Pour comprendre la révolution esthétique que fut l’Impressionnisme, il faut se rappeler que dans les années 1860, la peinture française s’était éteinte, comme Renoir en témoigne : « A part les Delacroix, les Ingres, les Courbet, les Corot qui avaient poussé miraculeusement après la Révolution, la peinture était tombée dans la pire banalité : tous se copiaient les uns les autres en se fichant de la nature comme d’une pomme[2]. » Avec leur esthétisme, Monet et ses amis ouvrent les voies infinies de la peinture moderne. C’est quand le sujet change que dans l’histoire de l’art se produisent les grandes ruptures esthétiques qui conduisent à de nouvelles écoles. De nouveau, le regard se porte sur le sujet, qu’avant le regard ne voyait plus.

 

En frondant contre le Salon, seul lieu permettant de se faire connaître et de vendre, en s’affranchissant des commandes de l’Etat et de ses honneurs, Monet a initié des nouvelles formes de circuit de vente avec les marchands d’arts et leurs galeries, avec notamment Paul Durand-Ruel. Avec cette ouverture sur la vie moderne et un accès à une nouvelle classe sociale qui voulait aussi partager cette aventure, Monet et les siens ont initié les formes modernes et actuelles du marché de l’art.
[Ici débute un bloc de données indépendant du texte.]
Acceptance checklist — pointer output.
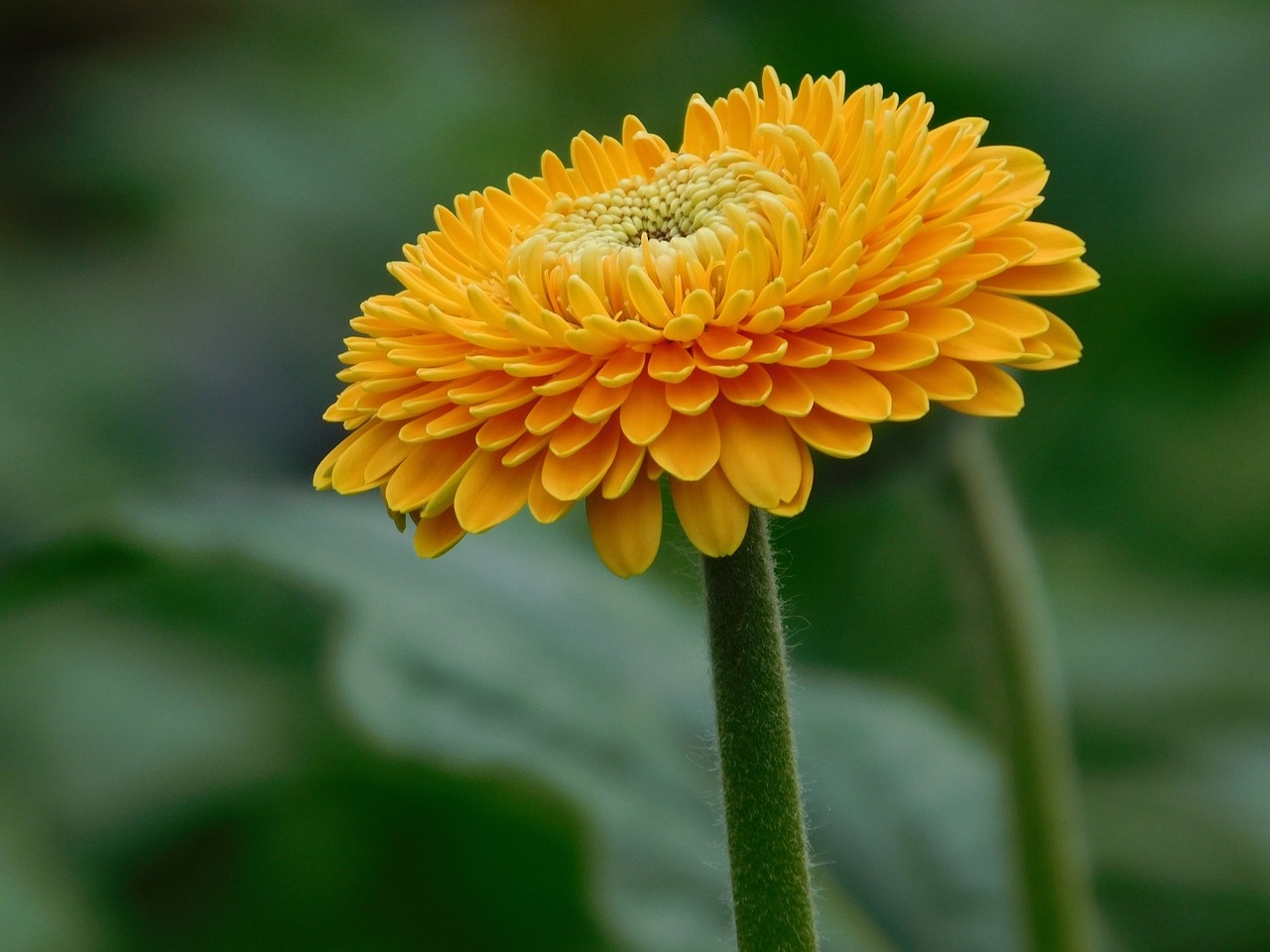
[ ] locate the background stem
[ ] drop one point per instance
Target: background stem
(762, 800)
(1058, 911)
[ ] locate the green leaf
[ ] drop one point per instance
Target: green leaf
(520, 652)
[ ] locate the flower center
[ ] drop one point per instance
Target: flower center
(683, 198)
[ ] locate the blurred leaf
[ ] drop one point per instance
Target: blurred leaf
(177, 783)
(522, 653)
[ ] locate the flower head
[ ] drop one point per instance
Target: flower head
(804, 266)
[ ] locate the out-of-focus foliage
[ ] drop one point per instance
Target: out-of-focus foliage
(193, 199)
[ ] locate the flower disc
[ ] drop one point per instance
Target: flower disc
(804, 266)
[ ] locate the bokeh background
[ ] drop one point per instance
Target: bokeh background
(239, 715)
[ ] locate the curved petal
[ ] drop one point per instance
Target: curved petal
(627, 531)
(758, 454)
(492, 493)
(714, 516)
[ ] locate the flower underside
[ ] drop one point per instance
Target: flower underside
(804, 266)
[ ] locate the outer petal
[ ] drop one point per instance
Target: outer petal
(492, 493)
(758, 454)
(998, 394)
(627, 531)
(714, 516)
(439, 535)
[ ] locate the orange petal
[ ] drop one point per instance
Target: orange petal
(899, 352)
(490, 493)
(712, 515)
(908, 402)
(626, 531)
(751, 389)
(983, 341)
(832, 434)
(645, 413)
(1044, 280)
(944, 380)
(574, 476)
(543, 506)
(798, 503)
(694, 395)
(790, 397)
(1055, 245)
(689, 447)
(439, 535)
(1020, 317)
(626, 466)
(598, 402)
(998, 394)
(848, 391)
(1062, 340)
(758, 454)
(431, 468)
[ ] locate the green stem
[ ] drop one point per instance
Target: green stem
(1058, 910)
(762, 802)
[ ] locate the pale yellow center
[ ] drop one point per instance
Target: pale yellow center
(679, 200)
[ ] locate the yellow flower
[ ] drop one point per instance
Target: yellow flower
(804, 266)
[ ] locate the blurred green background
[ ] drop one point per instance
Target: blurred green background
(236, 715)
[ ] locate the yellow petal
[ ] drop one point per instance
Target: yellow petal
(758, 454)
(1020, 317)
(598, 402)
(645, 413)
(490, 493)
(832, 434)
(689, 445)
(848, 391)
(944, 380)
(439, 535)
(574, 476)
(790, 397)
(901, 352)
(1044, 280)
(983, 341)
(908, 400)
(429, 470)
(1062, 340)
(798, 503)
(626, 531)
(625, 468)
(751, 389)
(543, 506)
(998, 394)
(349, 471)
(694, 395)
(1055, 245)
(712, 515)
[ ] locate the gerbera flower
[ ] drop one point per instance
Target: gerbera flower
(804, 266)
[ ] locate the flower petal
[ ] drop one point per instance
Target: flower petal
(626, 531)
(832, 434)
(492, 493)
(439, 535)
(848, 391)
(1044, 280)
(758, 454)
(645, 413)
(998, 394)
(714, 516)
(689, 447)
(798, 503)
(576, 475)
(431, 468)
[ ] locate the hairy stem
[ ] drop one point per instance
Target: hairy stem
(762, 801)
(1058, 910)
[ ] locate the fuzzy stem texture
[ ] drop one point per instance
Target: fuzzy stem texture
(1058, 910)
(762, 801)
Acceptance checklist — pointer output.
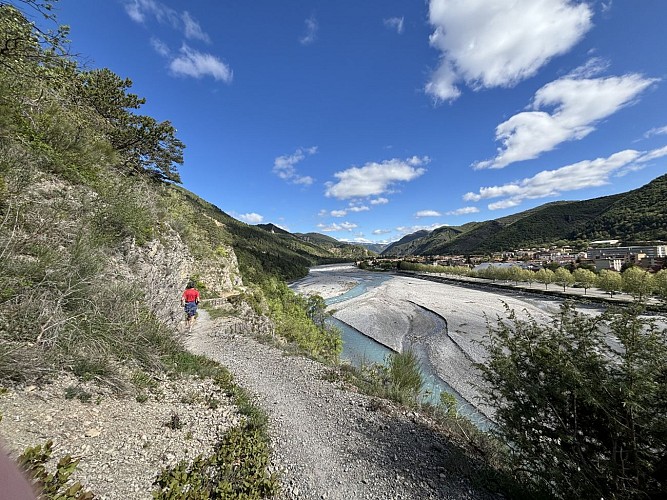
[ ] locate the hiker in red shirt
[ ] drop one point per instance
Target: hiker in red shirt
(190, 300)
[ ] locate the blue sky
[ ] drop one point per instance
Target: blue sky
(367, 120)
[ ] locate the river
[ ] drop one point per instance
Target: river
(341, 284)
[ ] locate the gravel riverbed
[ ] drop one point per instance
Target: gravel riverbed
(331, 443)
(327, 442)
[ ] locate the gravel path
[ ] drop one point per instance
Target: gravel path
(335, 444)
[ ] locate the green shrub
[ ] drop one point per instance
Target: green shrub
(586, 415)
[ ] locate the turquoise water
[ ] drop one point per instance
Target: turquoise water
(358, 349)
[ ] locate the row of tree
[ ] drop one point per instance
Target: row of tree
(634, 280)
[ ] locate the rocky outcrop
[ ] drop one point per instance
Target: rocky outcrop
(162, 267)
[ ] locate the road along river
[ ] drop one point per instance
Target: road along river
(441, 323)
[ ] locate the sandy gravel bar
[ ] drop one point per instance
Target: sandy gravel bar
(392, 314)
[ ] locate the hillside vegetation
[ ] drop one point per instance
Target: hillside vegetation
(97, 238)
(637, 215)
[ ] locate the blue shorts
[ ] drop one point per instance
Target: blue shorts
(190, 308)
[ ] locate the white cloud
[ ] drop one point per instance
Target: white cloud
(496, 43)
(251, 218)
(160, 47)
(581, 175)
(395, 23)
(463, 211)
(656, 131)
(197, 64)
(427, 213)
(374, 179)
(578, 105)
(140, 10)
(192, 29)
(403, 230)
(311, 31)
(332, 228)
(284, 166)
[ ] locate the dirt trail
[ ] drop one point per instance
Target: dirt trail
(331, 443)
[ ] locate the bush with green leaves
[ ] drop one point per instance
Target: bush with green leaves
(237, 468)
(582, 402)
(52, 485)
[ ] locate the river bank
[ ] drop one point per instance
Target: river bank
(404, 312)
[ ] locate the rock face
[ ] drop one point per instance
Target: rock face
(162, 268)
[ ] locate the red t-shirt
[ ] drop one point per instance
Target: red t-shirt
(191, 295)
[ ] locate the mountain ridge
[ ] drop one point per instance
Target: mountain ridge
(636, 215)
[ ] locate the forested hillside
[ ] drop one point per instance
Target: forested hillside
(97, 238)
(635, 216)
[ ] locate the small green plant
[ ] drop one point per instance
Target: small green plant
(448, 405)
(52, 485)
(405, 375)
(142, 380)
(74, 391)
(174, 422)
(236, 469)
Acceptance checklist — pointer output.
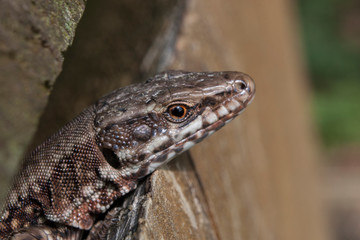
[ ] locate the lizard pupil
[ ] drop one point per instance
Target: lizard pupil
(178, 111)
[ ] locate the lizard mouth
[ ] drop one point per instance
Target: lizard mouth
(211, 120)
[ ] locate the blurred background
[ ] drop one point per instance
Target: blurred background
(331, 40)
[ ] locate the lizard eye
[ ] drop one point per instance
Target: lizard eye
(177, 112)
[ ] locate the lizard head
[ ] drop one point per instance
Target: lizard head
(142, 126)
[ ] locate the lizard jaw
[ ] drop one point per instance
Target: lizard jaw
(202, 126)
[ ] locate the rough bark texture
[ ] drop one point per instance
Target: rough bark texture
(33, 36)
(255, 179)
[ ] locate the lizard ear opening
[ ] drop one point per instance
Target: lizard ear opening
(111, 158)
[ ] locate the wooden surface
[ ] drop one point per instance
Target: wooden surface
(255, 179)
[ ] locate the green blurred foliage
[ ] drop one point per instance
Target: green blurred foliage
(331, 32)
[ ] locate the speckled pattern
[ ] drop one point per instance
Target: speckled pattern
(101, 154)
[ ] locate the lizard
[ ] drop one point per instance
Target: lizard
(100, 155)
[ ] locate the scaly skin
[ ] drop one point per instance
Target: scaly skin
(101, 154)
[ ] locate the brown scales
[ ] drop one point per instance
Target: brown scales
(100, 155)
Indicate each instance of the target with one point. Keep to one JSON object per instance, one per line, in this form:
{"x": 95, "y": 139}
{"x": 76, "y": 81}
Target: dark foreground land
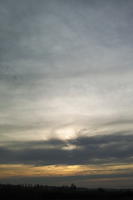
{"x": 69, "y": 193}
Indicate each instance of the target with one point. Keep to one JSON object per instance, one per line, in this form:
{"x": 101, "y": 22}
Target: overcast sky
{"x": 66, "y": 92}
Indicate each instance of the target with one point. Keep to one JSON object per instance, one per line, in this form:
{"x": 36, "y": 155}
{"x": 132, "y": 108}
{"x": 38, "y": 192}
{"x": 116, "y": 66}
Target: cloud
{"x": 87, "y": 150}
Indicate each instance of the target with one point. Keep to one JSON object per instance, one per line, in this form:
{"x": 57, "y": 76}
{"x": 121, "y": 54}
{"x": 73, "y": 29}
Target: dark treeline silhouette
{"x": 24, "y": 192}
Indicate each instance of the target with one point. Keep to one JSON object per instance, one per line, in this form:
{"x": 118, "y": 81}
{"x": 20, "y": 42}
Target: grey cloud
{"x": 93, "y": 150}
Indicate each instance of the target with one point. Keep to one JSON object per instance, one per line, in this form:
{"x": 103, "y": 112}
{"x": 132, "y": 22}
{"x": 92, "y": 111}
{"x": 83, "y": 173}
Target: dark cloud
{"x": 88, "y": 150}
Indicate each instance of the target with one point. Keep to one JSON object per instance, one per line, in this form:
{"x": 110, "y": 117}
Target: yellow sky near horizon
{"x": 23, "y": 170}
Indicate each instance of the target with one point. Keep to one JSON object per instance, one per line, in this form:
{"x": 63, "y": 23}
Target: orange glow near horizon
{"x": 11, "y": 170}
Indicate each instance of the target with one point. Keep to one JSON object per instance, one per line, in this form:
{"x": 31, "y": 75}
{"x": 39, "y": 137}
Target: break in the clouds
{"x": 66, "y": 74}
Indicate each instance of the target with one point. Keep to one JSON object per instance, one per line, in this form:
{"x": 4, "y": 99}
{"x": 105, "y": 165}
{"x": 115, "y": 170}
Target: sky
{"x": 66, "y": 92}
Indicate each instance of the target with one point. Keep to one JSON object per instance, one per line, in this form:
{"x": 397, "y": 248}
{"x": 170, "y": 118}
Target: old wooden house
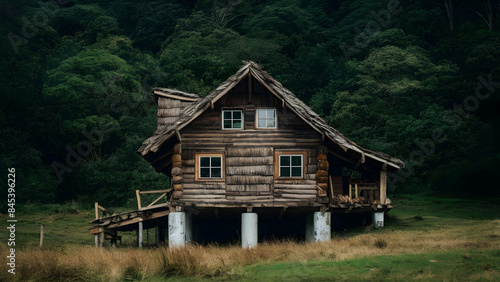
{"x": 252, "y": 151}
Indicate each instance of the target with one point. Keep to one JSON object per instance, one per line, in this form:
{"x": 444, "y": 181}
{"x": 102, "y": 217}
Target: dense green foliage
{"x": 398, "y": 77}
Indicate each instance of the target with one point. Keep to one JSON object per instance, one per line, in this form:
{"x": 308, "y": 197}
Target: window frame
{"x": 198, "y": 167}
{"x": 233, "y": 110}
{"x": 277, "y": 163}
{"x": 275, "y": 119}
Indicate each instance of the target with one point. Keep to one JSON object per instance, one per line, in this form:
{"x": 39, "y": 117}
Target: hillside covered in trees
{"x": 417, "y": 79}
Ouvrant à tous sa peinture, Monet l’a ainsi démocratisé.

 

Et Clemenceau, son vieil ami, de témoigner de ce que Monet fut un homme de combats, de convictions et de génie : « L’artiste a vécu un moment supérieur de l’art et, par la même, de la vie, mais c’est l’être humain que je cherche au-delà de l’artiste, l’homme qui, livré tout entier à ses impulsions les plus hautes, a osé regarder en face les problèmes de l’univers pour les aborder ensemble et les fondre dans le boc esthétique d’une sensibilité affirmée, sous l’impulsion d’une énergie de vouloir que rien n’a pu faire dévier, je prends le ciel à témoin qu’un tel accomplissement n’est pas de l’ordinaire. »


 

[1]  Cité in Augustin de Butler, Lumières sur les impressionnistes, L’échoppe, 2007, p. 11-12.

 

[2]  Cité in Augustin de Butler, Lumières sur les impressionnistes, L’échoppe, 2007, p. 9.